I had a conversation recently with someone that made me wonder if there is a lot of confusion about the relation between public keys and Bitcoin addresses, so I thought I'd make a brief post explaining for interested parties this difference.
As most people know public key cryptography, particularly the Elliptic Curve Digital Signature Algorithm (ECDSA), is important to Bitcoin. In this cryptographic scheme an asymmetric key-pair is generated, a public key, which can be shared with anyone, and a private key which should be known by only you. In Bitcoin, with ECDSA, your private key is used to sign a transaction, confirming that it was in fact you, the rightful owner of a given UTXO or some set of UTXOs who is sending them off to some other address. Any arbitrary person (miners, people running validation nodes or SPV wallets) can confirm that it was you who sent the transaction because included in the transaction is your public key.

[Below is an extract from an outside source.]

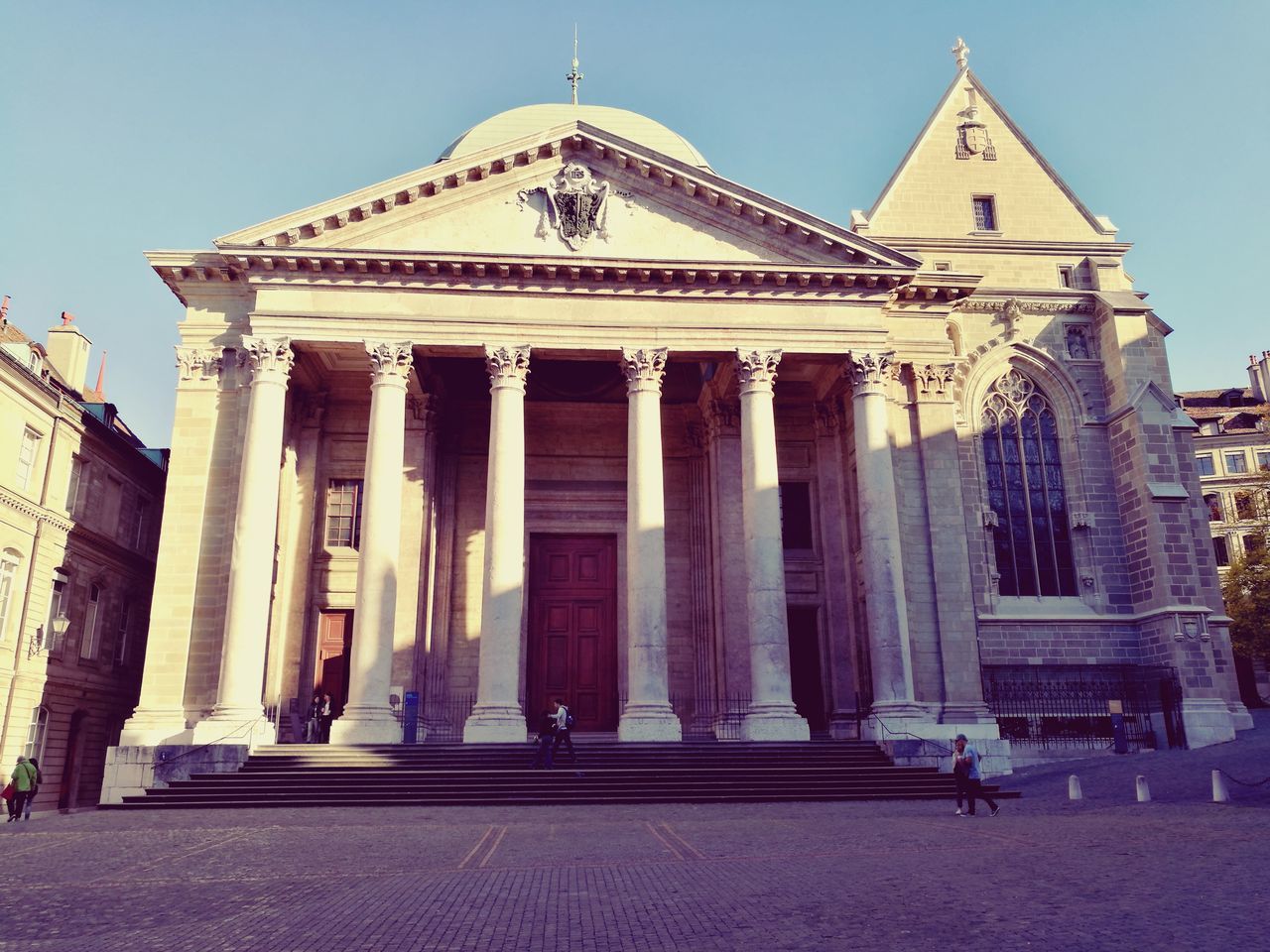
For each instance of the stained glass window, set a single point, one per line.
(1025, 490)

Your public key will revert the cryptographic transformation done by your private key, thus allowing people to verify that the transaction being signed is in fact the one under consideration, and that it originates from the holder of the private key corresponding to this public key.
Missing from my explanation above is how transaction validators know the public key for a given Bitcoin address. A natural assumption might be that Bitcoin addresses are ECDSA public keys. This assumption is natural, but incorrect. Bitcoin Address are hashes of public keys (pubkey hashes). With this scheme, your public key is only ever exposed when you transact with Bitcoin. Validators verify that a public key you provide for a transaction is correct for your Bitcoin address by hashing that public key and making sure that the hash of the public key is equivalent with the pubkey hash.
Some corollaries of using the pubkey hash instead of the public key for Bitcoin Addresses are:
- Compression. Bitcoin Public Keys are 256 bits and pubkey hashes are 160 bits (128 bits for the hash of the public key and 32 bits for the checksum)
- Quantum resistance
Expanding on the second point, suppose tomorrow a Quantum Computer came out with enough qubits to solve the currently intractable discrete logarithm problem of determining an ECDSA private key from a public key. If you had been following the Bitcoin best practice of not re-using addresses when you transact your Bitcoin, then the only window of opportunity for a thief would be the time before your Bitcoin gets added to a block when you were transacting with it.
Unlike public key cryptography, cryptographic hashes themselves are not particularly vulnerable to the advent of quantum computing.